Накинув на голое тело тонкий свитер, который был на пару размеров мне велик, я подошла к окну и распахнула его, впуская свежий, утренний воздух в квартиру. Легкий ветер приятно ласкал кожу, словно успокаивая, залечивал ожоги от горячих мужских прикосновений, которые я все еще ощущала на собственном теле. Прикрыв глаза, я позволила себе ни о чем не думать, только наслаждаться безмятежностью этого тихого утра, чувствовать ветер, ощущать полную отрешенность от мира.
Вытянув сигарету из лежащей на подоконнике пачки, я щелкнула зажигалкой. Выдохнув дым, я наблюдала, как он неспешно уплывал в окно, растворяясь там без следа. С каждым медленным вдохом я ощущала, будто возвращаю себе то, что когда-то было моим. С каждым спокойным выдохом что-то внутри меня вставало на свое место. Только сейчас я осознала, что последние несколько лет понемногу, незаметно, частица за частицей я лишалась связи с самой собой.
Сигаретный дым продолжал медленно утекать в окно, окрашивая это утро особым запахом, неповторимой атмосферой, необыкновенным настроением.
«В твоих губах я сигарету видеть не хочу».
Я улыбнулась внезапно вспыхнувшим словам в голове. Казалось, я все еще слышу его низкий голос, ощущаю его обжигающее дыхание у моей щеки. Дотронулась кончиками пальцев до скулы, вспоминая невесомые прикосновения его губ… Впервые за долгое время я чувствовала себя по-настоящему удовлетворенной. Не только физически. Полное умиротворение, невесомый покой пронизали меня насквозь, окружили собой, создавая хрупкое равновесие внутри, которое хотелось удержать в себе как можно дольше.
Внезапный звонок телефона заставил меня вздрогнуть.
– Привет, Кира, – проговорила я в трубку, – как ты? Как мама?
– Амина, – вздохнула подруга, – я так соскучилась. Маме уже лучше и она вновь нашла в себе силы заняться нравоучениями на тему того, что в почти тридцать я все еще не замужем.
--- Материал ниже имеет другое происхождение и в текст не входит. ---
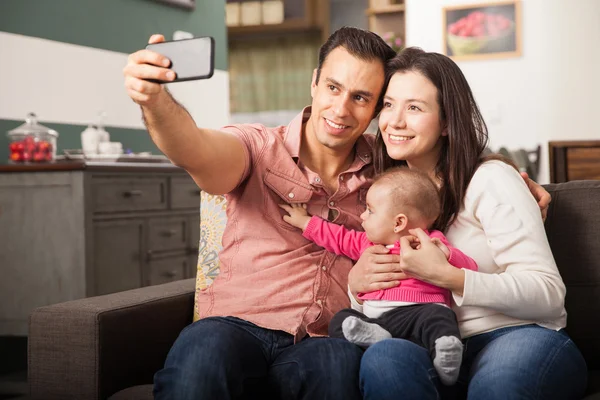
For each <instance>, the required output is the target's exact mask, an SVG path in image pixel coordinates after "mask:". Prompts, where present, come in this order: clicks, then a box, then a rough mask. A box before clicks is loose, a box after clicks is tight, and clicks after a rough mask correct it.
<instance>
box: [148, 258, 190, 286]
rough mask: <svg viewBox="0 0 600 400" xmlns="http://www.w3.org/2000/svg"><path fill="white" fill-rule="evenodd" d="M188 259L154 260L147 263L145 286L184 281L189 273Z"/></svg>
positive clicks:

– Я в почти тридцать уже развожусь. Так что не спеши, – улыбнулась я и сделала новую затяжку.
– В каком смысле?
– Я подала на развод, как только ты уехала.
Некоторое время в трубке сохранялась тишина, но она не давила. Я молчала, давая подруге возможность осознать сказанное мной. Я знала, что осуждения не будет. Знала, что всегда могу рассчитывать на ее поддержку.
– Как ты?
Я пожала плечами.
– Нормально… Тяжело на самом деле… и Андрей… – я вздохнула, – не хочет с этим мириться.
– Он тебя любит.
Простые слова как отражение сложных чувств. Я не хочу делать Андрею больно, но и быть с ним больше не могу, это причиняет боль уже мне. Невозможно построить счастливые отношения, если любит кто-то один.
– Я чувствовала, что ты несчастна с ним. Глаза у тебя потухли. Ты перестала улыбаться, когда говорила о нем.
– Не заметила, когда перестала ждать его с работы, хотеть вместе проводить время… хотеть его…
– Так бывает, – тихо проговорила Кира, – люди редко проносят любовь через всю жизнь.
На глазах выступили слезы. Наше с Андреем «долго и счастливо» оказалось весьма скоротечным. Я вспомнила себя, счастливую двадцатилетнюю девчонку, которая хотела быть с ним рядом постоянно, каждый день, каждую минуту, вспомнила, как сердце замирало от очередного сигнала сообщения или звонка от него. Сейчас все это растворилось без следа, исчезло, словно и не было.
– Когда ты вернешься? Мне тебя не хватает. – Я щелкнула по сигарете, стряхивая пепел, и вновь вдохнула терпкий дым.
– Я взяла билет на завтра, но я поздно вечером приеду. Может быть, в понедельник после работы посидим где-нибудь?
– Звучит отлично.
– Выше нос, Амина, – взбодрилась подруга. – Прорвемся.